Can ASLIND service its debt comfortably?

With debt reaching 84% of equity, ASLIND may be thought of as relatively highly levered. This is a bit unusual for a small-cap stock, since they generally have a harder time borrowing than large more established companies. But since ASLIND is presently unprofitable, sustainability of its current state of operations becomes a concern. Maintaining a high level of debt, while revenues are still below costs, can be dangerous as liquidity tends to dry up in unexpected downturns.

Next Steps:

ASLIND’s high cash coverage means that, although its debt levels are high, the company is able to utilise its borrowings efficiently in order to generate cash flow. But, its low liquidity raises concerns over whether current asset management practices are properly implemented for the small-cap. Keep in mind I haven't considered other factors such as how ASLIND has been performing in the past. I recommend you continue to research ASL Industries to get a more holistic view of the stock by looking at:

  1. Future Outlook: What are well-informed industry analysts predicting for ASLIND’s future growth? Take a look at our free research report of analyst consensus for ASLIND’s outlook.

  2. Historical Performance: What has ASLIND's returns been like over the past?

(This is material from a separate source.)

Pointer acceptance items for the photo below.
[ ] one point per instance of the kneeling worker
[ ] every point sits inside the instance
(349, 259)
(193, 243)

Go into more detail in the past track record analysis and take a look at the free visual representations of our analysis for more clarity.

  3. Other High-Performing Stocks: Are there other stocks that provide better prospects with proven track records? Explore our free list of these great stocks here.

We aim to bring you long-term focused research analysis driven by fundamental data. Note that our analysis may not factor in the latest price-sensitive company announcements or qualitative material.

If you spot an error that warrants correction, please contact the editor at editorial-team@simplywallst.com. This article by Simply Wall St is general in nature. It does not constitute a recommendation to buy or sell any stock, and does not take account of your objectives, or your financial situation. Simply Wall St has no position in the stocks mentioned. Thank you for reading.